On approximating minimizers of convex functionals with a convexity constraint by singular Abreu equations without uniform convexity

TL;DR

This paper introduces a new approximation scheme for convex functionals with convexity constraints, removing the need for uniform convexity assumptions, and applies it to economic and elasticity models.

Contribution

The paper develops a novel approximation method for convex minimizers that does not require uniform convexity, extending previous PDE-based approaches.

Findings

Successfully removes uniform convexity requirement.

Applicable to economic models like Rochet-Choné.
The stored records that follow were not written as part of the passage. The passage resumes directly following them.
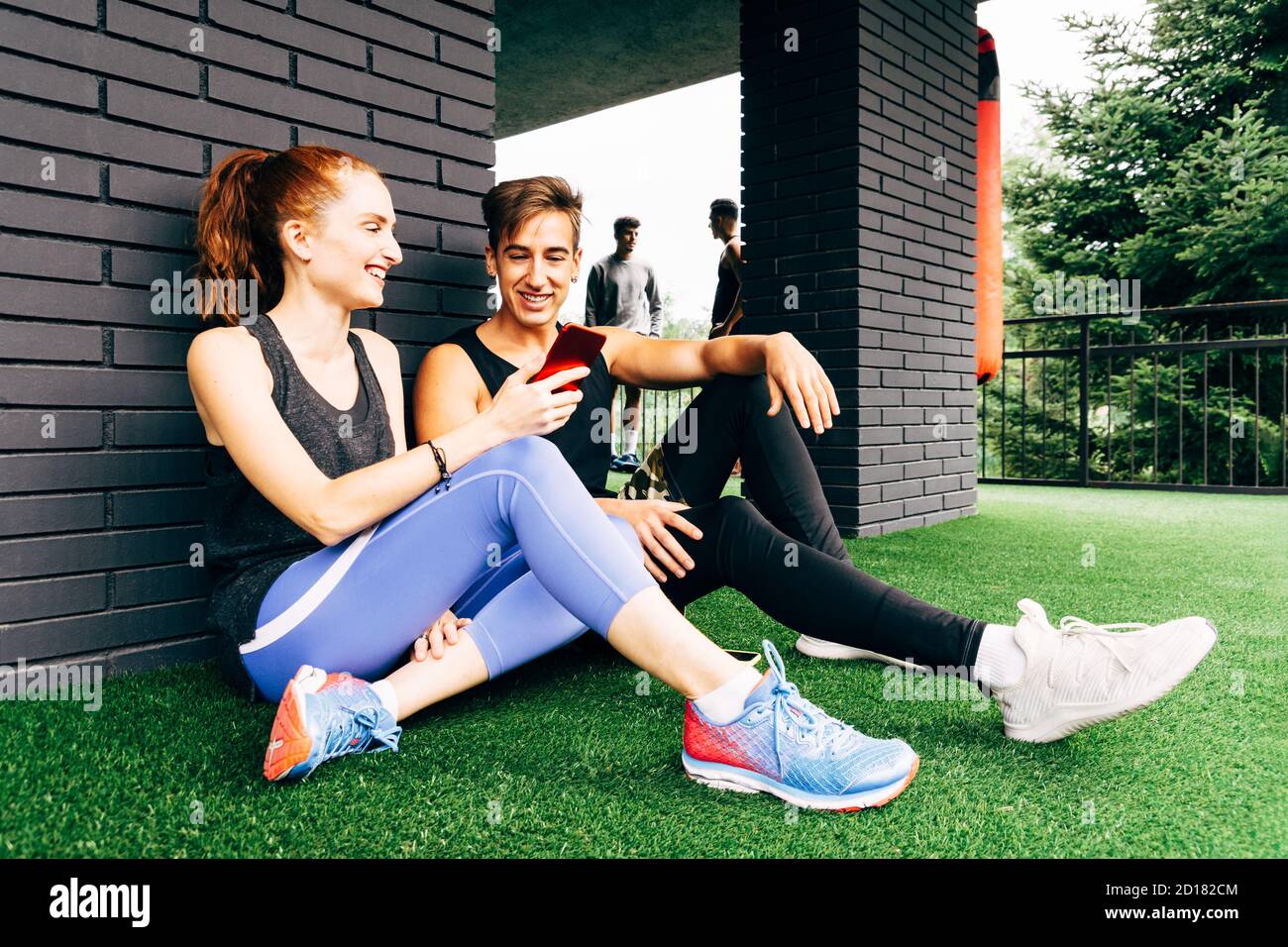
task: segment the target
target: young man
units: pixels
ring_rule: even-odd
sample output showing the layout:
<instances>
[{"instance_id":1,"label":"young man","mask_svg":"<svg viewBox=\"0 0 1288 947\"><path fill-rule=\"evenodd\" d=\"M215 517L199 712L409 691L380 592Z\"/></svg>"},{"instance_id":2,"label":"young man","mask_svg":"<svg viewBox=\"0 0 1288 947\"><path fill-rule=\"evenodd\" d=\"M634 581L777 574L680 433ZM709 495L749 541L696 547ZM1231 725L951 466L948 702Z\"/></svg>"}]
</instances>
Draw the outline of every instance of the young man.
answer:
<instances>
[{"instance_id":1,"label":"young man","mask_svg":"<svg viewBox=\"0 0 1288 947\"><path fill-rule=\"evenodd\" d=\"M586 325L616 326L658 339L662 336L662 296L653 267L635 259L639 229L639 218L613 220L617 249L590 268L586 281ZM640 389L627 384L622 406L622 452L613 457L613 470L635 470L640 465L636 454L640 424Z\"/></svg>"},{"instance_id":2,"label":"young man","mask_svg":"<svg viewBox=\"0 0 1288 947\"><path fill-rule=\"evenodd\" d=\"M501 308L425 357L413 394L417 441L487 410L516 366L550 349L581 267L580 209L580 195L559 178L505 182L483 198L486 262ZM605 343L581 381L581 402L545 437L600 508L626 521L677 608L728 585L801 633L805 653L965 673L1002 706L1007 736L1033 742L1157 700L1215 643L1216 630L1199 617L1109 633L1066 616L1055 629L1041 606L1021 599L1018 625L996 625L881 582L850 562L796 429L822 434L840 414L832 384L799 341L787 332L685 341L596 331ZM603 437L614 379L703 385L616 497L604 490ZM720 496L739 454L755 506ZM497 584L515 581L506 569L526 568L501 562ZM565 620L551 602L545 624Z\"/></svg>"},{"instance_id":3,"label":"young man","mask_svg":"<svg viewBox=\"0 0 1288 947\"><path fill-rule=\"evenodd\" d=\"M742 318L742 241L738 240L738 205L728 197L711 201L711 236L725 245L716 265L716 298L711 304L708 339L729 335Z\"/></svg>"}]
</instances>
Relevant for elastic shell wrinkling analysis.

Abstract

We revisit the problem of approximating minimizers of certain convex functionals subject to a convexity constraint by solutions of fourth order equations of Abreu type. This approximation problem was studied in previous works of Carlier-Radice (Approximation of variational problems with a convexity constraint by PDEs of Abreu type. Calc. Var. Partial Differential Equations. 58 (2019), no. 5, Art. 170) and the author (Singular Abreu equations and minimizers of convex functionals with a convexity constraint, arXiv:1811.02355v3, Comm. Pure Appl. Math., to appear), under the uniform convexity of both the Lagrangian and constraint barrier. By introducing a new approximating scheme, we completely remove the uniform convexity of both the Lagrangian and constraint barrier. Our analysis is applicable to variational problems motivated by the original 2D Rochet-Chon\'e model in the monopolist's problem in Economics, and variational problems arising in the analysis of wrinkling patterns in floating elastic shells in Elasticity.